まずは実際に使ってみてほしい。「get carried away」の検索結果を見てみよう。訳語のリストから、「調子に乗る」という意味であることは理解できるが、実際にどんな文脈で、どんなニュアンスで使われ得るのかはそれだけでは分からない。そこで例文の方に目を移すと、「However if you get carried away you'll risk failure so take care!」(ただし、調子に乗ると失敗を招くので注意)と書いてある。この場合、日本語の「調子に乗る」とまさに同じで、「羽目を外す」とか「気持ちが高ぶって分別のないことをする」とかいう意味であろうことが把握できる。この見出し語は語義説明がないが、それでも大体の語義がわかる。むしろ、長ったらしい語義説明を読むより、例文を読む方がわかりやすいこともある。さらに次の例文に目を移すと、「She tends to get carried away when arguing about that matter.」(彼女はその問題を論じ始めると我を忘れてしまうことがある)と書いてある。この場合、調子こいてふざけているという悪い意味ではなく、真面目すぎて没頭してしまうという、中立的な意味で使うということがわかる。

「bottom」の例も見てみよう。訳語リストには「下部, 底部, 底, 底面, ボトム, 最下位, 根底, 船底, 底の, 基礎, 最下部, 基づく」とあるが、その中でも基本的な意味である「下部」「底部」「最下位」といった意味が例文で取り上げられ、さらに「尻」という意味もあることがわかる。そして、定冠詞「the」を伴って使うことが多いこともわかる。

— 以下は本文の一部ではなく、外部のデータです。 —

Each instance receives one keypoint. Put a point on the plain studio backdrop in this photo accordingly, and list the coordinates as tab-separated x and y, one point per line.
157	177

止めに、「happy」と「fortunate」の例文を比較する。双方とも「幸せ」や「幸福」という意味を持ち、和英モードや類語モードで検索すると二つは並んで出てくる。語義説明を読んでも「幸せ」という意味のことが書いてある。しかし、使い方が微妙に違うのだ。「happy」は幸せになっている人に係り、「fortunate」は人を幸せにする物事に係る。例文を見るとそのことがよくわかる。単に訳語や語義だけを見てしまうと「I'm fortunate」みたいな使い方をするリスクがある。カジュアルな会話だったらそれでも伝わるからいいけど、正式な文書でやってしまうとちょっと恥ずかしい。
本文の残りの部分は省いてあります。